Given OP's dataframe
import pandas as pd
import datetime as dt
df = pd.DataFrame({'treasury_rate': [4.05, 4.05, 4.05, ".", 4.03, 4.03, 4.02, 4.02, 4.02, 4.0]},
index=[dt.datetime(1962, 2, 9), dt.datetime(1962, 2, 10), dt.datetime(1962, 2, 11), dt.datetime(1962, 2, 12), dt.datetime(1962, 2, 13), dt.datetime(1962, 2, 14), dt.datetime(1962, 2, 15), dt.datetime(1962, 2, 16), dt.datetime(1962, 2, 17), dt.datetime(1962, 2, 18)])
[Out]:
treasury_rate
1962-02-09 4.05
1962-02-10 4.05
1962-02-11 4.05
1962-02-12 .
1962-02-13 4.03
1962-02-14 4.03
1962-02-15 4.02
1962-02-16 4.02
1962-02-17 4.02
1962-02-18 4.0
There are various ways one can go about replacing the dot with NaN.
Using regular expression (with Python's re
)
import re
df_new = df.replace(re.compile('\.'), np.nan)
Using a custom lambda function and np.nan
import numpy as np
df_new = df.treasury_rate.apply(lambda x: np.nan if x == '.' else x)
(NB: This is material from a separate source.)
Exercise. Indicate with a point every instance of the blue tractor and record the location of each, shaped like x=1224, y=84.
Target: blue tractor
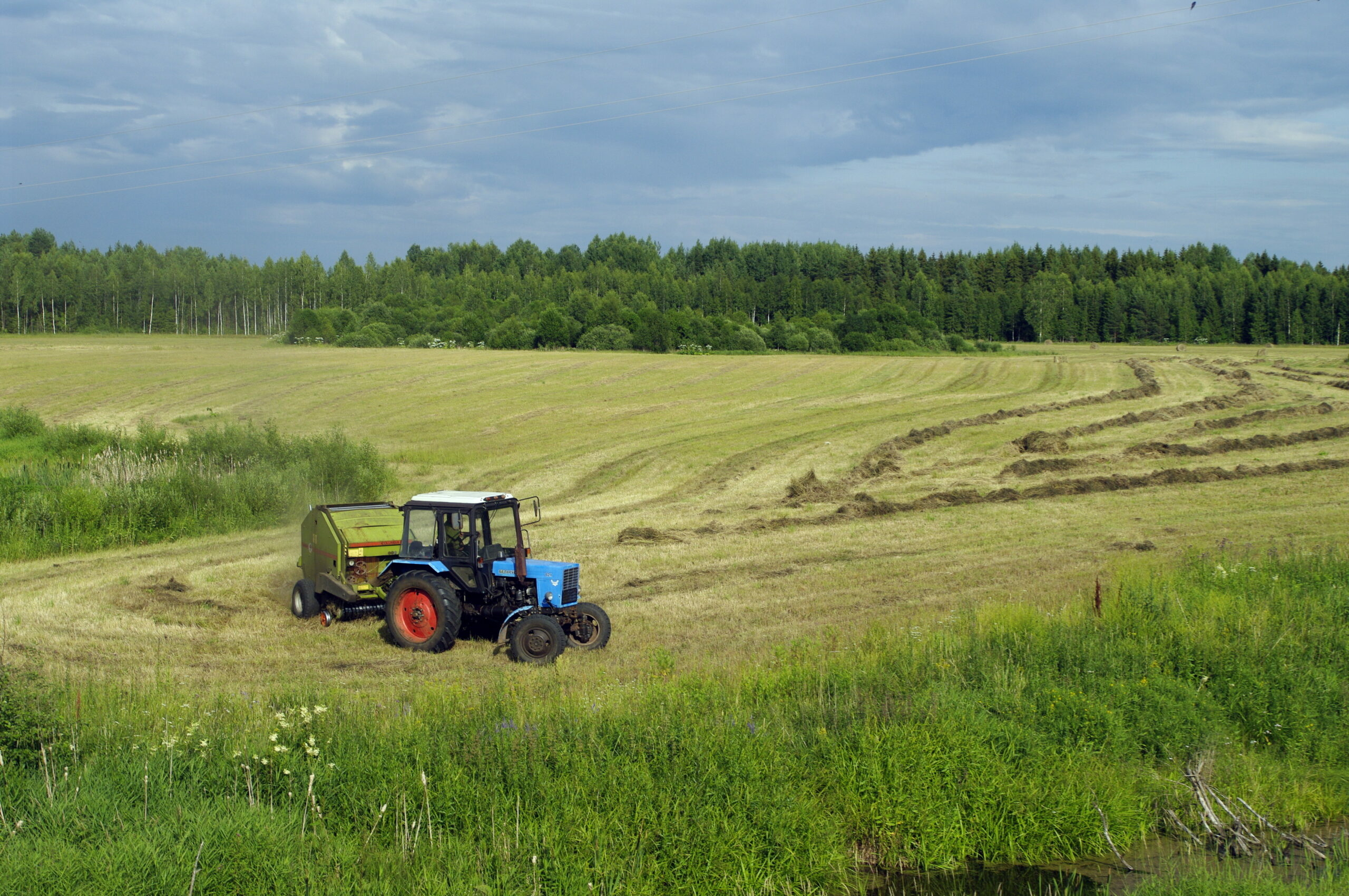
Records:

Using pandas.DataFrame.replace
and np.nan
import numpy as np
df_new = df.replace('.', np.nan)
# or
df_new = df.replace(to_replace=r'\.', value=np.nan, regex=True)
In all three cases the output is
treasury_rate
1962-02-09 4.05
1962-02-10 4.05
1962-02-11 4.05
1962-02-12 NaN
1962-02-13 4.03
1962-02-14 4.03
1962-02-15 4.02
1962-02-16 4.02
1962-02-17 4.02
1962-02-18 4.00
Notes:
If one wants to do the operations on the same dataframe, one can use inplace=True
such as
df.replace(re.compile('\.'), np.nan)
Pandas has their own null value. So, instead of np.nan
, one might want to use pd.NA
. For more information on the difference between those two: pd.NA vs np.nan for pandas
If one uses pd.NA
, the output would be
treasury_rate
1962-02-09 4.05
1962-02-10 4.05
1962-02-11 4.05
1962-02-12 <NA>
1962-02-13 4.03
1962-02-14 4.03
1962-02-15 4.02
1962-02-16 4.02
1962-02-17 4.02
1962-02-18 4.0
There are strong opinions on using .apply
. If one wants to read some: When should I (not) want to use pandas apply() in my code?